Politics and Lies was another jab at the state of Nigeria. A much clearer view of Nigeria’s foreign and internal policies and how these arrangements are dumping the citizens in the pit of suffering. On this note, the album ends.
ModeNine is a perfect example of a rapper that knows how to write. He was an essayist. Just take a look at Lagos State of Mind, a cross-sectional study of the city that remains to this day. Modenine had me googling his lyrics because, without a lyric book, there is no way in hell you are going to understand half the things ModeNine says. His style of rap was a little too hard in a budding hip-hop scene where Nigerians were experimenting and fusing their local tongues into hip-hop. Modenine was never going to grow out of a cult following. Head-breaking lyrics were not going to be our vibe anyway.
Plus, Modenine went to war against what was Nigerian rap then, and it positioned him as an anathema to what was Nigerian. If he had met up with Jude Abaga somewhere, then maybe it would have been different.
I thought Modenine was the Batman of Nigeria’s hip-hop scene, but not really. He is as cheeky as they come. He was unafraid to shoot at other rappers, and his wordplay was good, the best to this day. Sadly, he would never get the commercial appeal he should have gotten, even as he was arguably one of the best storytellers.

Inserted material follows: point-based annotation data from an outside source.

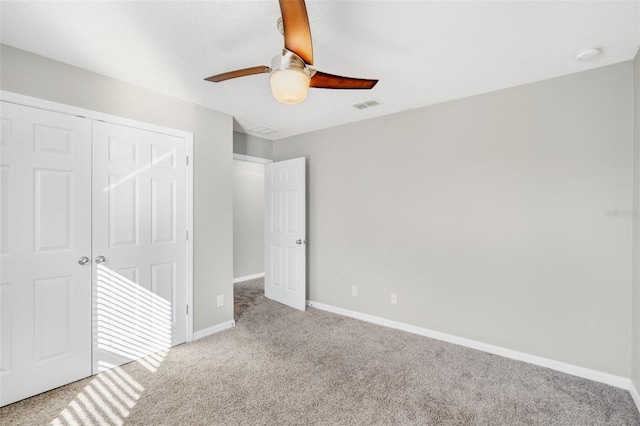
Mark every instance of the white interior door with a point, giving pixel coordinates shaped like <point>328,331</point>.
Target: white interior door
<point>45,229</point>
<point>139,243</point>
<point>285,233</point>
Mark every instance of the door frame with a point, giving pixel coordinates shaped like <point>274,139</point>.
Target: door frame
<point>44,104</point>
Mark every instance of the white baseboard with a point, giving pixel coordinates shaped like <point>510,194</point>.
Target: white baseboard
<point>635,395</point>
<point>213,330</point>
<point>598,376</point>
<point>248,277</point>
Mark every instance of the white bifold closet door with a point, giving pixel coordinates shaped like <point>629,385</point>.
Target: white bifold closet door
<point>45,293</point>
<point>92,247</point>
<point>139,228</point>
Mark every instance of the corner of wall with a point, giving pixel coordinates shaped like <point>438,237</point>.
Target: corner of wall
<point>635,283</point>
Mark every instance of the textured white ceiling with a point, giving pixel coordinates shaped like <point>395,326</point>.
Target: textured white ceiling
<point>424,53</point>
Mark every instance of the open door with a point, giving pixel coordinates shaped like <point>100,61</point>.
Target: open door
<point>285,233</point>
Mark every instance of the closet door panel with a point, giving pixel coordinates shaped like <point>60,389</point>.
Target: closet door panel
<point>45,225</point>
<point>139,219</point>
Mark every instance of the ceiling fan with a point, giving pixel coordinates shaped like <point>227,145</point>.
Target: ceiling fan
<point>292,72</point>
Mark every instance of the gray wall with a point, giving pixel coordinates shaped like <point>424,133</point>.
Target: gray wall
<point>32,75</point>
<point>635,294</point>
<point>252,146</point>
<point>248,218</point>
<point>487,216</point>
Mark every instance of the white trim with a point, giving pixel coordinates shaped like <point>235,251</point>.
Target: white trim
<point>19,99</point>
<point>190,283</point>
<point>598,376</point>
<point>248,277</point>
<point>44,104</point>
<point>251,159</point>
<point>635,395</point>
<point>213,330</point>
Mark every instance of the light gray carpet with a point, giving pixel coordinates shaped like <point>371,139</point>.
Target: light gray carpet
<point>279,366</point>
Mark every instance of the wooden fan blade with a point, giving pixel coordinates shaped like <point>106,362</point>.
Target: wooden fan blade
<point>323,80</point>
<point>238,73</point>
<point>297,34</point>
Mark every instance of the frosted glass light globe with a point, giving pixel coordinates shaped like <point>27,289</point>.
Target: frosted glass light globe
<point>289,86</point>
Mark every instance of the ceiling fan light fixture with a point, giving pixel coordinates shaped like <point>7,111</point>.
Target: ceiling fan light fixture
<point>289,79</point>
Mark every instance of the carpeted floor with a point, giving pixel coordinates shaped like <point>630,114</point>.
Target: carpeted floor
<point>280,366</point>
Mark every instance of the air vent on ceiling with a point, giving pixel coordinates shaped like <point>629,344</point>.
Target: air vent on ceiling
<point>262,130</point>
<point>367,104</point>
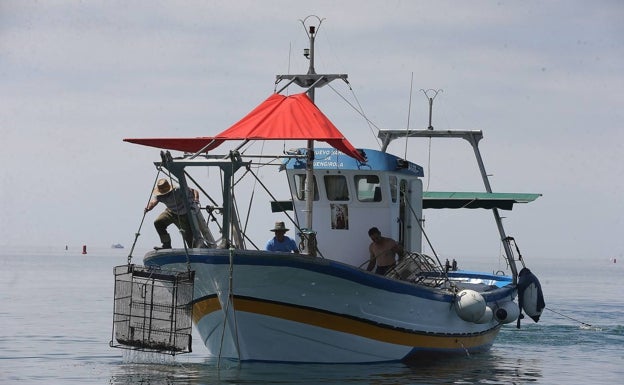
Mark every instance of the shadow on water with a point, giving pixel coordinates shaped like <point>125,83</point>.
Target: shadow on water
<point>484,368</point>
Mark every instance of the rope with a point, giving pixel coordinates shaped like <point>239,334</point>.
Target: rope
<point>226,310</point>
<point>568,317</point>
<point>138,232</point>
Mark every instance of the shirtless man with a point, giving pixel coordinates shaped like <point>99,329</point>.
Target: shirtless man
<point>382,252</point>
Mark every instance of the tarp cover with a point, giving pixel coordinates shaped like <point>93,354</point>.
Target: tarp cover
<point>279,117</point>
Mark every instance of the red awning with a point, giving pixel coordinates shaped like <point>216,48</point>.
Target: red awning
<point>279,117</point>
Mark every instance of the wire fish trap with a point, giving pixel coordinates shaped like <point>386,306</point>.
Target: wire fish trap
<point>152,309</point>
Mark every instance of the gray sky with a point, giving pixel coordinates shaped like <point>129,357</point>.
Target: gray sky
<point>543,79</point>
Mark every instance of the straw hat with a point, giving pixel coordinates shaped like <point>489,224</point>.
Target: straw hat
<point>162,187</point>
<point>279,226</point>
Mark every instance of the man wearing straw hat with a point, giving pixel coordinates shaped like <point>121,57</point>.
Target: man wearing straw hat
<point>280,242</point>
<point>175,212</point>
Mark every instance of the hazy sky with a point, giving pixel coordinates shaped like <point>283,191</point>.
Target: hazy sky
<point>543,79</point>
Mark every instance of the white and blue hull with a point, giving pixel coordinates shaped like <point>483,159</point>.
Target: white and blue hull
<point>255,305</point>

Songs like Cry and Ogun I Soye are masterpieces in the art of lyrical storytelling.
E Pluribus Unum tackled many themes; the state of hip hop in Nigeria, which The Mode was not satisfied with, political ingenuity among our politicians, the single guy experience in Nigeria and male camaraderie, and grief. This album was so intelligent that you had to be with the culture to appreciate it properly. Years after, E Pluribus Unum dares to get better as age allows one to uncover subliminal messages. Modenine treated the rap game as a highly valued exclusive club.
All through his career, Modenine stayed true to what he believed, even if it cost him the world. He may not have sold millions of albums, but he is up there with the greats, digging into an intellectualism that is fast disappearing amongst rappers and deeper into his hip-hop influences. For the sake of art, Modenine gave up everything else.
Perhaps ModeNine’s greatest power was the fact he could see the truth and speak. till today all the tracks from E Pluribus Unum remain relevant to the Nigerian experience (mostly male and middle-aged). Say what you want, but every Regular Guy today can relate to Modenine’s Regular guy. He is still hailed as one of the best two rappers from Nigeria, and he’s not number two.
The Polymath cannot be bested.
So, of course, this album is a classic. Let us induct it into the Hall of Fame already. Have you listened to it? What was your favourite track?